Juve, è un pari indigesto Pirlo: anch’io sono deluso

26 Aprile 2021

Squadra abulica e senza gioco, il tecnico ammette: «Gara interpretata male  Le aspettative della stagione erano diverse, nemmeno la società è contenta»

FIRENZE. La Juventus non va oltre il pareggio al Franchi contro un'arrembante Fiorentina trascinata dal solito Vlahovic al 17° gol in campionato: l'attaccante serbo ha portato in vantaggio i viola su rigore realizzato con il cucchiaio, legittimando la buona prestazione specie nel primo tempo della propria squadra rispetto a quella bianconera. La Signora conferma di attraversare un periodo di appannamento - tra polemiche Superlega e ansia da piazzamento Champions - in linea con i suoi fuoriclasse Cristiano Ronaldo (a digiuno da tre gare e pericoloso solo nel finale) e Dybala, sostituito dopo 45 minuti: a salvarla è stato Morata andato a segno con un colpo di magia dopo appena 40 secondi dall'ingresso in campo, gol più veloce della stagione da parte di un giocatore subentrato.
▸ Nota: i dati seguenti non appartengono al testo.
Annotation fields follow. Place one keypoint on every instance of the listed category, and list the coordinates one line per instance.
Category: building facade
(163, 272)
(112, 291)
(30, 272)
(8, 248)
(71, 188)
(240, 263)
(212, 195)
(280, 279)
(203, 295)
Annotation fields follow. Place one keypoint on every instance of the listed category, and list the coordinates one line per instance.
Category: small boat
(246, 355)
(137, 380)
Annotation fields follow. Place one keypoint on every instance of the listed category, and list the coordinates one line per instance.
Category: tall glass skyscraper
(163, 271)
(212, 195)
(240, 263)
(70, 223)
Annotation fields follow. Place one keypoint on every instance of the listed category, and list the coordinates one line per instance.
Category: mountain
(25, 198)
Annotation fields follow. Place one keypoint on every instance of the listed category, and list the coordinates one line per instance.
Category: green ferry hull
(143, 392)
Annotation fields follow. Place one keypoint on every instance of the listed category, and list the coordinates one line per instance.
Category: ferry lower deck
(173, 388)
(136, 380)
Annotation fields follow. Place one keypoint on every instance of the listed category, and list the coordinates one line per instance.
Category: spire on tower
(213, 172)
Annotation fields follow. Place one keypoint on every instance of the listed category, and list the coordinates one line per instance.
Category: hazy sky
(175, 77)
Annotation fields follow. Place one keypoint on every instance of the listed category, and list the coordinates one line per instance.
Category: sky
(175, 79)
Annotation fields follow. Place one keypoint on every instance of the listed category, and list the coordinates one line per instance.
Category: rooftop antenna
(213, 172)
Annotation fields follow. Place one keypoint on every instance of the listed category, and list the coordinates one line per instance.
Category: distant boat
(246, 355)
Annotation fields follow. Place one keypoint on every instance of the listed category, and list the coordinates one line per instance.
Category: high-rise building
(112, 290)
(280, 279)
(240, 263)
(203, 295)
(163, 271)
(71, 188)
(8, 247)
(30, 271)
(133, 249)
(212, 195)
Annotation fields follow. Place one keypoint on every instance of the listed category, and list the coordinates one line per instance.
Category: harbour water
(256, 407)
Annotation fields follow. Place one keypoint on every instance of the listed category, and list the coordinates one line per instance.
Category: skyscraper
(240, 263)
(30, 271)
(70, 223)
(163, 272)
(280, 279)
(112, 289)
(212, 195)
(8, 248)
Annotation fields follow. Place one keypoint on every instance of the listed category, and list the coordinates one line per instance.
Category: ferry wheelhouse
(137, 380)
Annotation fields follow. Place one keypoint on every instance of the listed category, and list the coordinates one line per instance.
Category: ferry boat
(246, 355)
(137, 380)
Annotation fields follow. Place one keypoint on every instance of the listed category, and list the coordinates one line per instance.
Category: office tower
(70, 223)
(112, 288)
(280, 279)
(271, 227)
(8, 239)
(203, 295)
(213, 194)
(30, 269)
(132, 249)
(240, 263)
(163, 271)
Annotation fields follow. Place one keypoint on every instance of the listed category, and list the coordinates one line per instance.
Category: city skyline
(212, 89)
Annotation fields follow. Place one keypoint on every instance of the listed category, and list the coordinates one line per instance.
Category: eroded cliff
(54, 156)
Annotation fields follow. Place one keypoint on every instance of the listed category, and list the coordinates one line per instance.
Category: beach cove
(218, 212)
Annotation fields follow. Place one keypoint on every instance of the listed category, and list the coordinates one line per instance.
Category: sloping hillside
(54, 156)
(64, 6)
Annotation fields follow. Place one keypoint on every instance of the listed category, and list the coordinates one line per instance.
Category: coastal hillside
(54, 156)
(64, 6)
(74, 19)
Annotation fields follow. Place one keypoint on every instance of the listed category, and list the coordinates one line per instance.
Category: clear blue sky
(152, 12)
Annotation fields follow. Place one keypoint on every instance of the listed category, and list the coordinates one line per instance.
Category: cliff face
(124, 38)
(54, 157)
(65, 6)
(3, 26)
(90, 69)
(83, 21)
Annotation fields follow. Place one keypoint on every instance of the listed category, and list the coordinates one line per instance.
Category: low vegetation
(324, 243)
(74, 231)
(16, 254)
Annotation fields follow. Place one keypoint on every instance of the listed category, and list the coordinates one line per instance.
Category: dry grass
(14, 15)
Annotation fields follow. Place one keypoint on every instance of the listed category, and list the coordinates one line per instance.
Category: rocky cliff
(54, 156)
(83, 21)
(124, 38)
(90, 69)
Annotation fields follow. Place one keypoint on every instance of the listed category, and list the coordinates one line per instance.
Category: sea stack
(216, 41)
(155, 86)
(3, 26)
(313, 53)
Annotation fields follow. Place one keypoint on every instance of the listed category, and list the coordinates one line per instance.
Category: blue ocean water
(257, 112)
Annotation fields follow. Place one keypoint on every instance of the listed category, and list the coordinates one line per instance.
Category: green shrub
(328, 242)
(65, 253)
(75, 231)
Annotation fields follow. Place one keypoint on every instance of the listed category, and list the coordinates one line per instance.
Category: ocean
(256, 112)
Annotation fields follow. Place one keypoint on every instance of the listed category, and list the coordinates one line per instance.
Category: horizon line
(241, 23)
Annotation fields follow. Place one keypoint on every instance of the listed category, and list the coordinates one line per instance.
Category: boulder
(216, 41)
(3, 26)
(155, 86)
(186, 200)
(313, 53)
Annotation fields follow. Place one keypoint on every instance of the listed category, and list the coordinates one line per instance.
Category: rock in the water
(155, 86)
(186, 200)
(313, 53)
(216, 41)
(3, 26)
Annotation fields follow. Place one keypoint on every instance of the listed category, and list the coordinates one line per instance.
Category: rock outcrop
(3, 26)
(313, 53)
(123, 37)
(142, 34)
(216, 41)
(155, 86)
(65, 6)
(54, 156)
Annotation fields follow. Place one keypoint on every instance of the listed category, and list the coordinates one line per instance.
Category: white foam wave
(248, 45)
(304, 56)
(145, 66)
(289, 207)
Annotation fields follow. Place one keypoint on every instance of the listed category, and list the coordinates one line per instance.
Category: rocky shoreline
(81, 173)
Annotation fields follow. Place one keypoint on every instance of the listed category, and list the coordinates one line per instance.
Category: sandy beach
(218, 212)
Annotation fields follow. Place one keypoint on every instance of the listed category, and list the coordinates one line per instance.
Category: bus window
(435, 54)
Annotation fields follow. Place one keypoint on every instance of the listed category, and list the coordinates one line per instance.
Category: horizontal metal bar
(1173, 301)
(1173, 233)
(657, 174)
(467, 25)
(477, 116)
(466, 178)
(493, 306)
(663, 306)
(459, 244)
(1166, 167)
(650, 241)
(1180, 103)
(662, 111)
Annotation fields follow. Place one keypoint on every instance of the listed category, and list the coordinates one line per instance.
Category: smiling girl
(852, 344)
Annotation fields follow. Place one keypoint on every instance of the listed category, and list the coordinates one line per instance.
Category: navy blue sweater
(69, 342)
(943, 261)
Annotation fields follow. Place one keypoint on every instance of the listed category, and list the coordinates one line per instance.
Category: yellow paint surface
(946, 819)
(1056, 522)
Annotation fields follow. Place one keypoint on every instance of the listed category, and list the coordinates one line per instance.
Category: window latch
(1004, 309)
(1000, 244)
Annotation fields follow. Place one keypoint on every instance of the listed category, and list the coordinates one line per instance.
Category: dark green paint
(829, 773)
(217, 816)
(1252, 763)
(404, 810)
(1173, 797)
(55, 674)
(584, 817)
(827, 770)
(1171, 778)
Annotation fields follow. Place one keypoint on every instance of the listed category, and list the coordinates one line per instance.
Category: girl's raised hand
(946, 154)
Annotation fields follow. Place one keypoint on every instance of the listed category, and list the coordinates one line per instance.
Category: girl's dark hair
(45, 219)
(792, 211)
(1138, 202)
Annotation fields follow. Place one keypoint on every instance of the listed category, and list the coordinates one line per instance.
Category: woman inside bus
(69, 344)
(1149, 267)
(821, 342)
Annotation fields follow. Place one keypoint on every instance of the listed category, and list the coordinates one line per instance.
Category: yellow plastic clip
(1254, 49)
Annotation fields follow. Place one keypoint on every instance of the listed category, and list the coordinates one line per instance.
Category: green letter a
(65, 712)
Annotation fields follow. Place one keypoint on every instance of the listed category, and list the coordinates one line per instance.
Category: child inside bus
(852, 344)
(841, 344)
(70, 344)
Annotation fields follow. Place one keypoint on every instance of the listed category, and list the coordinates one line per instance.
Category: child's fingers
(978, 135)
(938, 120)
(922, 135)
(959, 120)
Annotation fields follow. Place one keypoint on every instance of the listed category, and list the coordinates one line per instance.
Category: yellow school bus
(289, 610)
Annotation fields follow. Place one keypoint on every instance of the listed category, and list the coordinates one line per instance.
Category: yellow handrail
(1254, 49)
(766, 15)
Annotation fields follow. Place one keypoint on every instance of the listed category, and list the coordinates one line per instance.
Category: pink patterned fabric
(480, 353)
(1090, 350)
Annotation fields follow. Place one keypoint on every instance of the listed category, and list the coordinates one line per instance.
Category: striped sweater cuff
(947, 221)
Chi si aspettava che i bianconeri dessero continuità all'affondo del loro spagnolo, in attesa dei risultati delle dirette concorrenti nella corsa Champions (raggiunto momentaneamente il Milan che giocherà oggi con la Lazio), si è dovuto ben presto ricredere: la Fiorentina, pur avendo speso molte energie, ha saputo contenere l' avversaria con cuore e personalità riuscendo a chiudere la stagione da imbattuta contro i campioni d'Italia avendoli battuti all'andata e fermati ieri sul pareggio. La salvezza non è ancora conquistata ma il punto è pesante e permette di superare in classifica lo Spezia.
Juve senza il grande ex Chiesa. Pirlo si è messo a specchio con Iachini scegliendo il 3-5-2, rilanciando nel mezzo Ramsey e preferendo in attacco ancora Dybala al fianco di Ronaldo. La Fiorentina da subito ha interpretato meglio la gara, con intensità e grinta grazie alla buona vena di Ribéry e Amrabat (entrambi fra l'altro sotto Ramadan), riuscendo ad approfittare delle difficoltà specie a centrocampo della Juve. Di qui il vantaggio meritato con il rigore trasformato con il cucchiaio dall'intraprendente Vlahovic. Prima di questo episodio i viola erano andati vicino al gol con Milenkovic (bolide deviato in angolo da Szczesny) e con Pulgar il cui tiro, complice anche la deviazione di Bonucci, aveva colpito il palo. Solo un'occasione invece per un'apatica Juventus poco prima dell'intervallo, ma Ramsey, solo davanti a Dragowski l'ha clamorosamente fallita calciando a lato. Non ha sbagliato invece Morata inserito al posto di Dybala che ha trovato il pari con un colpo balistico all'incrocio dei pali. Per cercare la vittoria Pirlo, che nella prossima con l'Udinese non avrà De Light squalificato, ha anche inserito Kulusevski (impalpabile) e poi McKennie e ridisegnato la squadra con un più ordinato 4-4-2 ma a parte qualche folata (con Cadrado in crescita) i viola hanno chiuso senza affanni. Nel pre-partita il responsabile dell’area tecnica Fabio Paratici ha detto che Pirlo sarà confermato in caso di qualificazione Champions, un traguardo in bilico. Tanto che il tecnico è stato sincero: «Le aspettative iniziali erano diverse non ritengo di aver svolto il lavoro come volevo e non volevano tutti. Rispetto alle prospettive iniziali non sono contento e non credo neanche la società».